Following collaborative discussions between Christiana and Tom, the combined intervisual study focused on the notions of innocence / purity, versus ‘evil’. Christiana’s analysis tended to focus on the constructions of innocence, purity and victimhood, which Tom then added to in his own parallel creative studies, with exploration of the construction of ‘evil’. This was not a decision so much as an organic development; Christiana delved into the construction of innocence by referring to related images of shrines, Catholicism, angels, and pop concerts, and Tom then probed the darker connotations of mask-wearing, chaos, and ambiguity in order to deconstruct this binary they had both observed. In this sense, the key images were deconstructed, found to be telling a narrative of good v evil through these visual tropes of innocence and purity. Then, through the practice-led component, those binaries were deconstructed. Tom’s work, in moving image, photography and painting, then sought to reveal the myriad, clashing identities at play in representations and responses to the bombings, as well as the ritualistic, mournful functions and emotional substance underlying them.

Ultimately, the combination of intervisual analysis, and its practise-led component, contributed a deeper understanding of these visual narratives in a political context. Revealing the underlying function—which was, in short, to bring about a sense of order following the ‘sublime’ event, or traumatic event, of the bombing itself—the analysis showed the ways in which ambiguous, chaotic and emotive ideas and observations were articulated into more palatable, comforting and simplified ideas in the press. These representations and stories served important and necessary functions; they brought the community together following trauma, and they minimised the political force of the attack itself, in showing a united front.
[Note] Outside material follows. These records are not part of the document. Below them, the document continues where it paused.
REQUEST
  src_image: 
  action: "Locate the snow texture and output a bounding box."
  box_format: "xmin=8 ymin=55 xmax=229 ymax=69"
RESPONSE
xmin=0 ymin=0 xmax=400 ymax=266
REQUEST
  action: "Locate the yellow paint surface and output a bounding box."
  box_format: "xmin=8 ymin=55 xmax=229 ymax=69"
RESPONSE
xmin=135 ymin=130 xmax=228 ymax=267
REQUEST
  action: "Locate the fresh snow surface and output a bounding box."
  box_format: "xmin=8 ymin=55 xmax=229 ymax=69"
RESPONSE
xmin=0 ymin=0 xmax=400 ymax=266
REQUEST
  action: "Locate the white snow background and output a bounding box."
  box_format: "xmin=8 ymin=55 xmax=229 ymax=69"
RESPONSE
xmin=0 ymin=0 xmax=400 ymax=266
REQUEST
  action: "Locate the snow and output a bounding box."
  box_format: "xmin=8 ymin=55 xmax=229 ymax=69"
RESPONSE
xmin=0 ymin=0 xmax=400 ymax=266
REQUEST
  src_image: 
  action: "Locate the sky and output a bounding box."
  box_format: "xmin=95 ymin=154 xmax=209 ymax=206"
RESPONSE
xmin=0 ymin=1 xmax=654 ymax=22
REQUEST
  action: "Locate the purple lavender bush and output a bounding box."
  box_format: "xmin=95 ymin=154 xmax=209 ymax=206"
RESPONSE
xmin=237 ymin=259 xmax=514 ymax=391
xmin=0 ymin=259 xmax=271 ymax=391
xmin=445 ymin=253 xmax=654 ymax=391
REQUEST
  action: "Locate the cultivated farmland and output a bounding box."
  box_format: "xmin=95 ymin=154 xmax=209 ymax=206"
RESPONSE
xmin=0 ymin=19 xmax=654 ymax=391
However, as Tom’s images ultimately showed, the ‘truth’ of the moment and its aftermath was inevitably more complex and difficult to reconcile; the chaos and trauma of the attacks remained and underlied those media and communal attempts to give order and sense to a catastrophic event.

Please note that some images may be disturbing.

Impact

The contrast, interplay and contradictions between factual and artistic forms of expression yield significant insights as to the aesthetic construction of what appear to be known truths. Furthermore, in this pilot project we found that bringing art to bear on a political analysis can reveal more than insights concerning aesthetic subjectivity and signification. The art, its choices and focus, shone a light on how ‘unspeakable’ codes, feelings and relations marked the Manchester Arena attacks, what made the trauma powerful in public, and crucially the aesthetic means that codified the significance of those remembered truths. Vigils in Albert square were, as these poems and paintings remind us, also flowers, faces of little girls, words, pain, and song.